In order to understand how researchers are working to discover new Migraine specific treatments and how they might work to help us, we need to learn about one of the newest targets: CGRP. A brief explanation of CGRP basics may be found here on Part 1.
In Part 2 it is helpful to explain how CGRP works in its receptors. This is one spot researchers have been looking particularly closely hoping to find a treatment
Locks and Keys
An easy way to explain the basics of how these receptors work is to picture a lock and a handful of keys.
Normally a lock will have a specific key that will both fit into the hole, and turn the lock to create an action — if it’s a door, the lock opens and the door handle is free to turn to open the door. In this case CGRP fits into its receptor like a key which turns on our pain.
In our analogy, other keys may fit into the hole but not turn the lock. So long as those other keys remain inside the hole, it is impossible to put the right key into the hole because the lock has been *blocked*. It was hoped that blocking CGRP from its receptors like this would help to control the debilitating pain of Migraine.
Researchers are looking at antagonists that will keep the CGRP from working, but they are also looking at antibodies (immune cells) that will target and eliminate CGRP — a good example of how researchers can use one bit of information like the function of CGRP, to think outside the box.
As you can see, these are not Migraine cures as current headlines might overstate, but potential treatments and preventives. Of course what we all dream of is a cure, but this is important too.
There has been a drug compound that was found to block CGRP receptors. When trialed as an acute treatment (to be taken during an attack) there was success with few side effects. However when it was trialed as a preventive it caused elevated liver enzymes which was considered a serious side effect. As a result, the drug Telcagepant was subsequently abandoned as useful to Migraineurs. This was a disappointing setback, but researchers learn important things from both setbacks and successes.

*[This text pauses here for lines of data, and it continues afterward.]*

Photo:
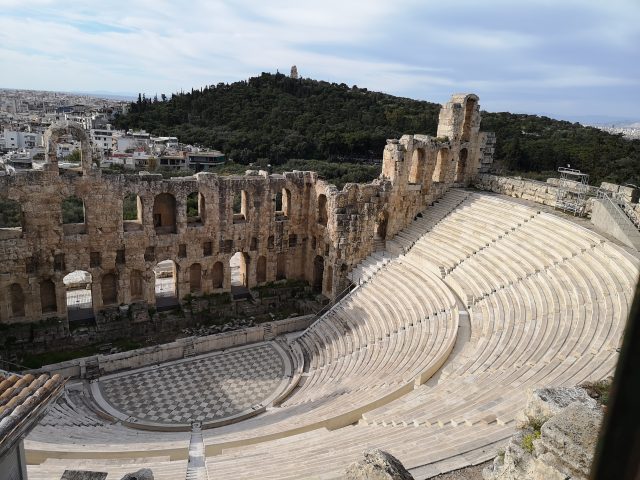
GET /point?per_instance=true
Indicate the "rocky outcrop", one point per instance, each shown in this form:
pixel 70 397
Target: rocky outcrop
pixel 142 474
pixel 556 441
pixel 377 465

There was mention of CGRP at the American Headache Society’s Annual Scientific Meeting in Los Angeles this past June, the most interesting words I heard spoken outside of the presentations. Headache specialists and researchers expressed disappointment in the failure of Telcagepant and seemed concerned that they would find a way to utilize this new target.
Work continues however, and so long as there are researchers looking for ways to trick this system into making our lives more worth living, Migraineurs have hope.
Baby steps are small, but so long as they are in the forward direction we’re making progress.